Why? I think it’s a return-on-investment calculation made by authority figures. The biggest percentage gain per unit coaching effort is the gain that takes you from zero to non-zero. Installing some basic agile practices into a low maturity team will have a significant effect on their Velocity (story points per iteration) in a fairly small timeframe. A few coaching interventions later and their Velocity is likely to have improved significantly. But then the gains become harder to find. Improvements become more marginal. Sometimes a seismic shift is needed, but that would have short term detrimental effects on Velocity. And for environments that believe that output is the important thing, then getting less stuff per iteration is a BAD THING and must be avoided.

It’s also a pattern that can be reinforced by the having a revolving door policy on your agile coaches (IMHO. I think I’ll have a go at blogging about this, if nothing else to help me crystallise my thoughts on the topic).

Is there anything we can do?

Assuming there’s enough truth in the hypothesis to be worth doing something about it, what can/should we do about it?

The aim of whatever-we-do-to-improve-matters has got to be to increase the ability of a team to question why-it-does-something along with an intrinsic confidence to be able to invent a change to their process. The ability to invent will dramatically increase the self sufficiency of a team.

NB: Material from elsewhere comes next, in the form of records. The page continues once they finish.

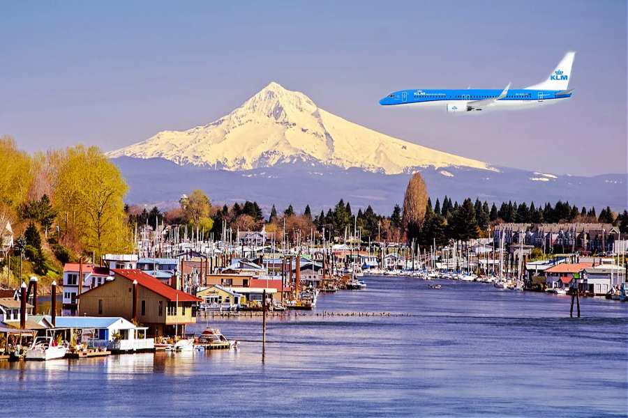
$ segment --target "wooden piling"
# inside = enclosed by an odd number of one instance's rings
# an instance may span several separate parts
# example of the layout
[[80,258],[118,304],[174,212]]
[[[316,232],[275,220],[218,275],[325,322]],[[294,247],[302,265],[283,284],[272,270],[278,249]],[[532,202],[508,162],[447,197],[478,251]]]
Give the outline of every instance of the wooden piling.
[[22,330],[26,330],[26,283],[22,282],[20,289],[20,327]]
[[50,314],[52,316],[52,326],[57,326],[57,281],[52,281],[52,298],[50,300]]

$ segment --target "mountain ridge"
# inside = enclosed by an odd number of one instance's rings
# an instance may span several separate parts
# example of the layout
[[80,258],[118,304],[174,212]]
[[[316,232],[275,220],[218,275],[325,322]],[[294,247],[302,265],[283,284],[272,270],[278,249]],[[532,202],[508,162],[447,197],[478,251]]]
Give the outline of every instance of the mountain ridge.
[[107,155],[159,157],[179,165],[229,171],[296,162],[386,174],[429,167],[497,170],[353,123],[275,82],[214,122],[185,131],[162,131]]

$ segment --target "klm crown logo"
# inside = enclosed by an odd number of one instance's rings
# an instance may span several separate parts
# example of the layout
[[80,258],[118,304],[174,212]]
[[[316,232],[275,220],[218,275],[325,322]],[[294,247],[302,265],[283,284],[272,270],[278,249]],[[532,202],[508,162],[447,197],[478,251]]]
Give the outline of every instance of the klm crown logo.
[[556,80],[556,81],[558,81],[558,80],[566,80],[566,79],[567,79],[567,77],[569,77],[569,76],[567,76],[567,75],[562,75],[562,71],[561,71],[560,70],[557,70],[555,72],[555,73],[556,75],[552,75],[552,76],[550,76],[550,79],[551,79],[551,80]]

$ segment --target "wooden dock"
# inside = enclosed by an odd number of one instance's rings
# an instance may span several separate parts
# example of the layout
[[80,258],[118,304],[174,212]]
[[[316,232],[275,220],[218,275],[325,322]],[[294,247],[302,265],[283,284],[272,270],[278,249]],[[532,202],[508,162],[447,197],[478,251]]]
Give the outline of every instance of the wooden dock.
[[96,357],[105,357],[111,354],[111,351],[100,351],[98,350],[87,350],[87,351],[75,351],[66,353],[66,359],[87,359]]

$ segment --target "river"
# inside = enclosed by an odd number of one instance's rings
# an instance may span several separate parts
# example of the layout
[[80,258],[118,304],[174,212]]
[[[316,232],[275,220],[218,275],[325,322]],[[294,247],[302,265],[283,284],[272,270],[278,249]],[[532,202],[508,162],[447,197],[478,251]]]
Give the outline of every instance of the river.
[[0,415],[628,415],[628,304],[581,298],[571,318],[568,296],[365,279],[269,317],[265,344],[260,318],[200,316],[188,332],[217,327],[240,348],[0,363]]

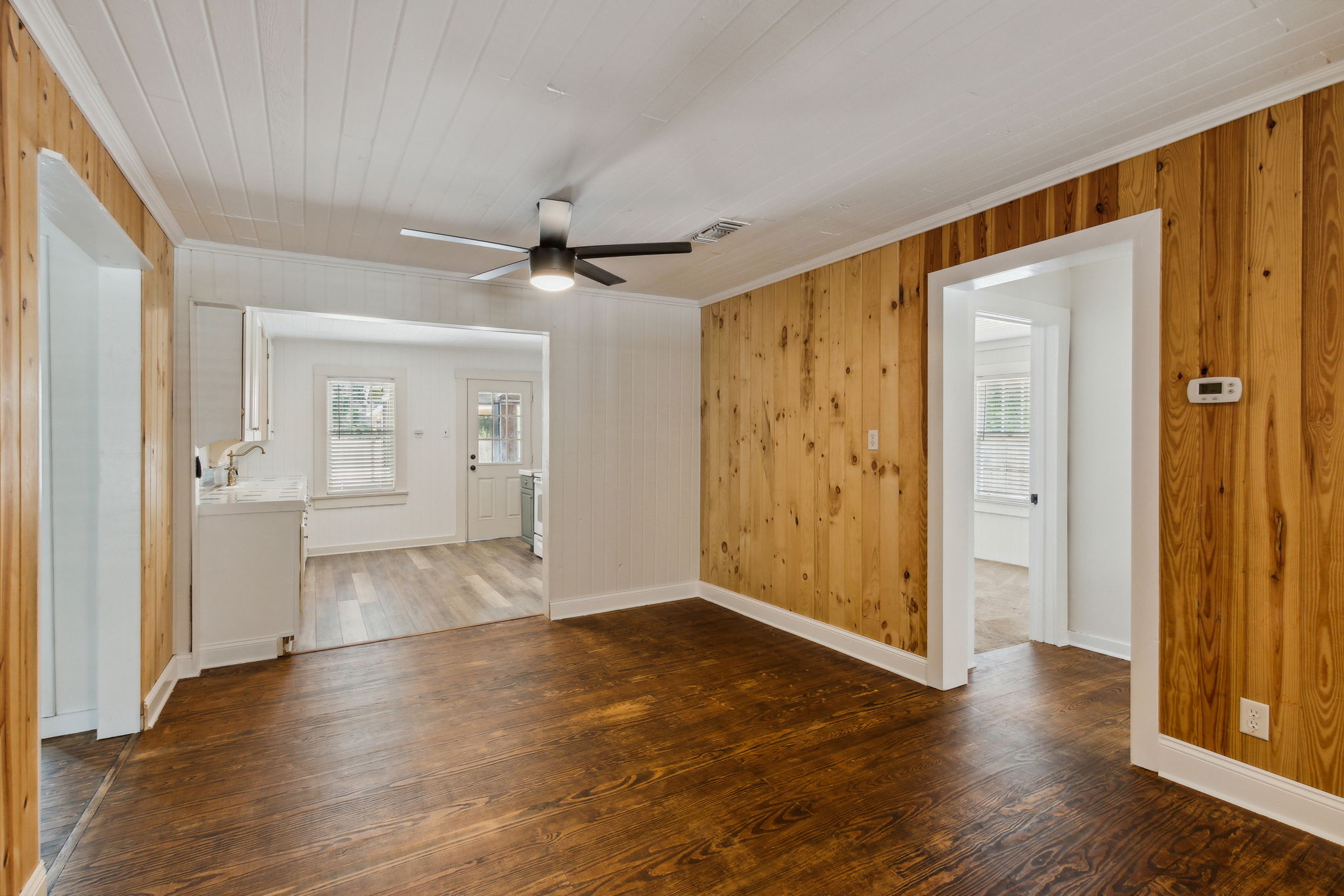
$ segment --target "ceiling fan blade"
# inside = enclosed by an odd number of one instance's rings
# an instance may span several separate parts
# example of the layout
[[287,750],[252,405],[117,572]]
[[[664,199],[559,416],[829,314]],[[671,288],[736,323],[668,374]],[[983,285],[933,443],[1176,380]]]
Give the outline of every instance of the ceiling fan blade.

Both of these elements – asking “why” and being able to invent, require a team to have a significant degree of psychological safety. Creating the conditions for the degree of psychological safety to improve is a core function of leadership.

With sufficient psychological safety (a subjective term), comes the capability for changing. What it doesn’t guarantee, is whether or not change will occur, or whether the direction of change is a “viable” one or not. This is where additional support is helpful, potentially using some form of expert. Agile coaches can be helpful here, especially if they’re working in the open (e.g. via using some variation of a guided continuous improvement strategy).

Ha

Something a good Agile Coach is well placed to do, is help their team understand the underlying models that underpin the team’s ways of working. That would help the teams get to that deeper understanding of why their techniques work, the pros and cons etc. That can create the conditions for much more interesting process changes to be created by the team. These highly context specific and tailored techniques are likely to be more effective than more “generic” equivalents.

To me, that sounds like the beginnings of Ha.